ARTICLE 11: SEVERABILITY
If any individual or more terms of this Agreement is found to be invalid or unenforceable by any legal or regulatory body of competent jurisdiction, such finding will be limited solely to such invalid or unenforceable term or terms, without affecting the remaining parts of such individual term, or any other part of this Agreement, in the manner that this Agreement shall otherwise remain in full force and effect.
ARTICLE 12: TERM AND TERMINATION
a. This Agreement shall be valid and in full force as of the date it is signed by You and shall remain in full force and enforceability up until the end of its term, termination, recession, or exhaustion/frustration.
b. In the event that you breach any of the terms of this Agreement or any other agreement with Meashots, the latter shall have the right to terminate your account without further notice and without prejudice to Meashots’ other rights whether stated in a contract, at law, and/or equity.
c. Meashots shall be under no obligation to refund any fees paid by you in the event that your account is terminated by reason of a breach.
ARTICLE 13: APPLICABLE LAW AND DISPUTE RESOLUTION
a. Applicable Law
The formation, validity, interpretation, execution, breach, termination and enforcement as well as any matter in any manner related to this Agreement shall be governed by the laws of the UAE (without reference to the choice of law doctrine).
b. Dispute Resolution
Any legal action or proceeding concerning the formation, validity, execution, interpretation, breach, termination and/or enforcement of this Agreement as well as any and all matters arising out of or in any manner related hereto shall be resolved in pursuance to the arbitration rules of the Cairo Regional Center for International Commercial Arbitration in effect when the arbitration request is filed. The arbitration panel shall be formed of a sole arbitrator to be appointed by the Center without any interference from the Parties whom hereby agree to waive any right of appointment of the arbitrator to the benefit of the Center. The seat of arbitration shall be UAE. The venue of the arbitration shall Cairo Egypt. The language of the arbitration shall be the English language. The award shall be issued in the English language accompanied by an Arabic translation made by the Center. The award shall be final and binding on both Parties. The losing Party shall bear all costs and expenses related to the arbitration including without limitation to attorney’s and legal representation fees.
In the event that you use fraudulent credit card information to open an account or otherwise engage in any criminal activity affecting Meashots, Meashots will promptly file a complaint with the competent authorities in the UAE.

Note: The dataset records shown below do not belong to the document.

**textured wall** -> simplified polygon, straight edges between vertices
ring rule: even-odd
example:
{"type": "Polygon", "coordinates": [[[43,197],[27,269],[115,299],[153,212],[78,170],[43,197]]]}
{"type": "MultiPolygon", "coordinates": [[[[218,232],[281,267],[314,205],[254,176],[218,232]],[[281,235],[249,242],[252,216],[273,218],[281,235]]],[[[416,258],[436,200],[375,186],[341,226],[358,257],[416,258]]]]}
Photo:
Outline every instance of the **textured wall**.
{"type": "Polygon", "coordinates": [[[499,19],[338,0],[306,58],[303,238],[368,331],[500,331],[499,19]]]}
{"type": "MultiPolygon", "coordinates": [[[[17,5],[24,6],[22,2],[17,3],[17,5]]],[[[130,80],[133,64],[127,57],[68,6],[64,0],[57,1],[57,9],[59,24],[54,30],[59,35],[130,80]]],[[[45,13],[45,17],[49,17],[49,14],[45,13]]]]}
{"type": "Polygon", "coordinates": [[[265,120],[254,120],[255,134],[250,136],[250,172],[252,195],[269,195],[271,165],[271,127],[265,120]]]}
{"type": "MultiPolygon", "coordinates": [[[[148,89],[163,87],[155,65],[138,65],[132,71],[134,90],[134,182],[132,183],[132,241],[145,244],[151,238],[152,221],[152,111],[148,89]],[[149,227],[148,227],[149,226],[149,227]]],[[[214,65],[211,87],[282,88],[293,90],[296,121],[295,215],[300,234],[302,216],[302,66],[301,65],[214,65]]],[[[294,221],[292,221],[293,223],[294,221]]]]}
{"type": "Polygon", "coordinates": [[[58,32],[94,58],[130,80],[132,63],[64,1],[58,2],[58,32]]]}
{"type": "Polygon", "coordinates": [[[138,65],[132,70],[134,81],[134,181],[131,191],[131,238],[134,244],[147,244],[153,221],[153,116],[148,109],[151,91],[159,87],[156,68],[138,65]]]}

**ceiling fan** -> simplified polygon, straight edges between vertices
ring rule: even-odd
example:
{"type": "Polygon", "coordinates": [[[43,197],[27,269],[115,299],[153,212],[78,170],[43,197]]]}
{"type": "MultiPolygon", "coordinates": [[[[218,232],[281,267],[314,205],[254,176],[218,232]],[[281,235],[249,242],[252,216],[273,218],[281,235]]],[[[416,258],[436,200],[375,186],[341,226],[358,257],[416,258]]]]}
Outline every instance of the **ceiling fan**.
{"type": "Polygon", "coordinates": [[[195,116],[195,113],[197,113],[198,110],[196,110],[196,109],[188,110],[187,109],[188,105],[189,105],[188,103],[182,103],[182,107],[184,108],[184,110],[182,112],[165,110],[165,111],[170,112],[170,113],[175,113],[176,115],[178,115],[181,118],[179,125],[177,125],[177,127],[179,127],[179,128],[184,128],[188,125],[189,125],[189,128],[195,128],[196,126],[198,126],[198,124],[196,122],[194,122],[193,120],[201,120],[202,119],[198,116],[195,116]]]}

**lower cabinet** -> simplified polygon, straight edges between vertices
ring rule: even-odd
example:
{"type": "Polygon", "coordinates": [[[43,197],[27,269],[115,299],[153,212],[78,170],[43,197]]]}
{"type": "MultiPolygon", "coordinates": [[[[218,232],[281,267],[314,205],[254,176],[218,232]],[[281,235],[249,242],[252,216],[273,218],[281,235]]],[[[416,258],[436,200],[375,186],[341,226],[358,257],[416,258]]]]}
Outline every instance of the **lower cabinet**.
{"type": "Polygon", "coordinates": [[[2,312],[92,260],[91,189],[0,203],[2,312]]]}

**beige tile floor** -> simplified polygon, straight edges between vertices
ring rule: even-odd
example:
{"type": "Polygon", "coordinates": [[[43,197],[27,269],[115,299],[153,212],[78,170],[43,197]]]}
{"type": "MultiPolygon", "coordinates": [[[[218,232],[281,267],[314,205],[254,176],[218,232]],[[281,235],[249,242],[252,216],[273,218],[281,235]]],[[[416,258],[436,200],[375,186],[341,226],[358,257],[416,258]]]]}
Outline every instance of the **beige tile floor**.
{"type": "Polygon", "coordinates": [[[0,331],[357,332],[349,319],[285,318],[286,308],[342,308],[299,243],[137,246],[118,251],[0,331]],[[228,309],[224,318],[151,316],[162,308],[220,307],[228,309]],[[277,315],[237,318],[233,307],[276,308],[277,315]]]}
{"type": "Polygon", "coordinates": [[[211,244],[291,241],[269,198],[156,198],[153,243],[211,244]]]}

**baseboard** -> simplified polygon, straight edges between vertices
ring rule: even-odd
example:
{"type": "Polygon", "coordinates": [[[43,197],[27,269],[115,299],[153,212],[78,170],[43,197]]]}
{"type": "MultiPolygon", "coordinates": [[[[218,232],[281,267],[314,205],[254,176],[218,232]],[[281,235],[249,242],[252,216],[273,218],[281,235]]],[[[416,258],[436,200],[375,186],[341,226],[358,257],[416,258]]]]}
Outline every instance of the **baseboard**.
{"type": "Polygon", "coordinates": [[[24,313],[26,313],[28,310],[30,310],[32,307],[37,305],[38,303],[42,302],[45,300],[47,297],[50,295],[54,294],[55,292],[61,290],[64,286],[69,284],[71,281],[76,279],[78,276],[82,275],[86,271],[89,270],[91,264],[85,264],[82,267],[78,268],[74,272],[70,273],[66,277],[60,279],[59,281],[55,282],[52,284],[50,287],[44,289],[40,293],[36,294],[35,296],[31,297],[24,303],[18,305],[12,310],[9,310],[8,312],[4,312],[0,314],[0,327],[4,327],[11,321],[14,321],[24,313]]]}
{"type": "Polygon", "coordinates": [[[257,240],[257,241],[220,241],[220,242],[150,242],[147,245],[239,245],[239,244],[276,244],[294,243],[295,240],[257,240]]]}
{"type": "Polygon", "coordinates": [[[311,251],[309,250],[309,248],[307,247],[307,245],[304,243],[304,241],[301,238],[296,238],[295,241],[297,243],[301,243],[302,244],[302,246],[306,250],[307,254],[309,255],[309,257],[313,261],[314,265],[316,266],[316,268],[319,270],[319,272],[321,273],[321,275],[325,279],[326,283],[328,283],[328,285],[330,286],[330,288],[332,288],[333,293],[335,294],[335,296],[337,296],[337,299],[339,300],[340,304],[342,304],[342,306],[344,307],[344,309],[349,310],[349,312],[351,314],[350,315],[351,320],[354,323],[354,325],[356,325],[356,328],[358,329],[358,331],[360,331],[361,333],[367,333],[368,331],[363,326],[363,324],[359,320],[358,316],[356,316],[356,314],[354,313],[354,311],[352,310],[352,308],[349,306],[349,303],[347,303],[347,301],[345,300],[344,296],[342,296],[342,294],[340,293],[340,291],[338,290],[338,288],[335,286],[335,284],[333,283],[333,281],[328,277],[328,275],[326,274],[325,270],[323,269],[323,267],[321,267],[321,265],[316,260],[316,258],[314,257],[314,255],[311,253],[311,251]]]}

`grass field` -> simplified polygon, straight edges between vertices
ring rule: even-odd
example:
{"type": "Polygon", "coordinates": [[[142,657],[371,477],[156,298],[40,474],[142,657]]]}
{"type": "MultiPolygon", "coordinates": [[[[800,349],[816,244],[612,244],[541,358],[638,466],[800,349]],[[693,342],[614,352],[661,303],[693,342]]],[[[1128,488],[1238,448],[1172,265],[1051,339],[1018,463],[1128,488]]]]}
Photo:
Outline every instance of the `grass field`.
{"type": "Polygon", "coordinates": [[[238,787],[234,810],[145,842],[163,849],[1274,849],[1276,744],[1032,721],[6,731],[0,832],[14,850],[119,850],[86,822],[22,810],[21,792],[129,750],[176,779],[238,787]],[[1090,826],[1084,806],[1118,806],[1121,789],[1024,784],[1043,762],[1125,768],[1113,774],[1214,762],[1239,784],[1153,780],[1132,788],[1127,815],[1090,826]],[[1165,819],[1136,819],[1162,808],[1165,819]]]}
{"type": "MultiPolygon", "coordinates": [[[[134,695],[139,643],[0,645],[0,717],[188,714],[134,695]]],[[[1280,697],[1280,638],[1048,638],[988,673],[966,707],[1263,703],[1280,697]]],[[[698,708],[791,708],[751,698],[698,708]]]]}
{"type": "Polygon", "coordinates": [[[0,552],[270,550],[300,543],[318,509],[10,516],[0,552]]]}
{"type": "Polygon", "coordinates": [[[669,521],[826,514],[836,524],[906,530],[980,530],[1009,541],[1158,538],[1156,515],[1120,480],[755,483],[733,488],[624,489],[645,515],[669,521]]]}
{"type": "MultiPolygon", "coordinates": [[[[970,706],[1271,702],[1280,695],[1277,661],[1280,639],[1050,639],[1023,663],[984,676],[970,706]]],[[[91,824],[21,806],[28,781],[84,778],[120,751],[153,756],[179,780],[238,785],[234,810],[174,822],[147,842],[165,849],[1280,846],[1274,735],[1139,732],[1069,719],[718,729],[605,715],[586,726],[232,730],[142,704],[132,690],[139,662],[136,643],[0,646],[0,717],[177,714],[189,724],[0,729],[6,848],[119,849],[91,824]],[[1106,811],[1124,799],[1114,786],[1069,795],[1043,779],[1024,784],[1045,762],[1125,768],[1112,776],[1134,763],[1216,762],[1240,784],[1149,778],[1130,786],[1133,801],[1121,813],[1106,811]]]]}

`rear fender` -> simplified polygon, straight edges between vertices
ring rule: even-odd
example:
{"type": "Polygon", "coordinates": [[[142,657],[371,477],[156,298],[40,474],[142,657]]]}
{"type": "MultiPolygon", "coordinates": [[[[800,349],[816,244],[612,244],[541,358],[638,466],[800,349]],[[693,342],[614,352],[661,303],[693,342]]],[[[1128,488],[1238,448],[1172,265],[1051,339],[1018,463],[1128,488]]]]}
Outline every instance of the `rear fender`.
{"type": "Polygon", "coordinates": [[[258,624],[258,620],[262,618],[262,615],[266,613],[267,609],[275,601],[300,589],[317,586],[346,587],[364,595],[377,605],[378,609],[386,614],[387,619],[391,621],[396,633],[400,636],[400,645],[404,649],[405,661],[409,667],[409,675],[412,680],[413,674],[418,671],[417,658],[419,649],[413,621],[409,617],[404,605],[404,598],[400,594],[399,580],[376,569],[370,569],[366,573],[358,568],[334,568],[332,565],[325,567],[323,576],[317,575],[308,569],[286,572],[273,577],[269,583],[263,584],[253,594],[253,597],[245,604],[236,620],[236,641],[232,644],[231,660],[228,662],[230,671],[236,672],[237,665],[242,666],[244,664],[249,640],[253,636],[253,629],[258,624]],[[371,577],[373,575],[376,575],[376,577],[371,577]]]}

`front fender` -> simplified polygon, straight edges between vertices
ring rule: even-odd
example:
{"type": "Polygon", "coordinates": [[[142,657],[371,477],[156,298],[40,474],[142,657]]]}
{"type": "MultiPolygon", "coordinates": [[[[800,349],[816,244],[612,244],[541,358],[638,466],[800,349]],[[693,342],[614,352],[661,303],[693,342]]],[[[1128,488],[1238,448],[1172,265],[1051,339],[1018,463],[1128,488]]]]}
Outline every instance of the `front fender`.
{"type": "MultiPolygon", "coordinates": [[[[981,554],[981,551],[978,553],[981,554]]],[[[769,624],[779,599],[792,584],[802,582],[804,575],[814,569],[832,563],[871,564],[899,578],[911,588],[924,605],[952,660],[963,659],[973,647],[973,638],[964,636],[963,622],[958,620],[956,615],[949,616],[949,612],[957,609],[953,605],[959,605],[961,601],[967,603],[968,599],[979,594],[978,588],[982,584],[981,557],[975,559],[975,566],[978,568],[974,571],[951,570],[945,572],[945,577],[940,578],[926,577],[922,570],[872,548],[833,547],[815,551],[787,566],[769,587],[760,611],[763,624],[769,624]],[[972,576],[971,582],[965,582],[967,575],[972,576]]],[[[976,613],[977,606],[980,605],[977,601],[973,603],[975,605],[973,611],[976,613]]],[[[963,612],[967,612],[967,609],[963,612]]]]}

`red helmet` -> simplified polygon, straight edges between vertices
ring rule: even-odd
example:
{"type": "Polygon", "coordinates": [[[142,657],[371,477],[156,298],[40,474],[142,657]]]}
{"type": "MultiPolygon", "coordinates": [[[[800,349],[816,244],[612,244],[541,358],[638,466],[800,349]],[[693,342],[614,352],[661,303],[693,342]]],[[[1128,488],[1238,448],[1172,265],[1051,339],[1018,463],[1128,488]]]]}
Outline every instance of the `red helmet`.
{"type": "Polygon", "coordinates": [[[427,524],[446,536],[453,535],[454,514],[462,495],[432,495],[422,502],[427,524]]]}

You agree that service of process in any actions, controversies and disputes arising from or relating to this Agreement may be effected by email or by mailing a copy thereof by registered or certified mail (or any substantially similar form of mail), postage prepaid, to the other party; however, nothing herein shall affect the right to effect service of process in any other manner permitted by law.
ARTICLE 14: LANGUAGES OF THE AGREEMENT
This Agreement is drawn originally in the English language and Meashots furnishes an accompanied translation hereto in the Arabic language. However, such translation is furnished for convenience purposes only; in case of any inconsistency and/or discrepancy between both languages the prevailing language shall be the English language.
ARTICLE 15: ACKNOWLEDGEMENT
ARTICLE 16: NO WAIVER
Meashots’ failure to insist upon or enforce strict performance of any provision of this Agreement shall not be construed, understood, or held as a waiver of any provision or right.
ARTICLE 17: AMENDMENT
This Agreement may solely be amended by Meashots through serving you a writteb notification.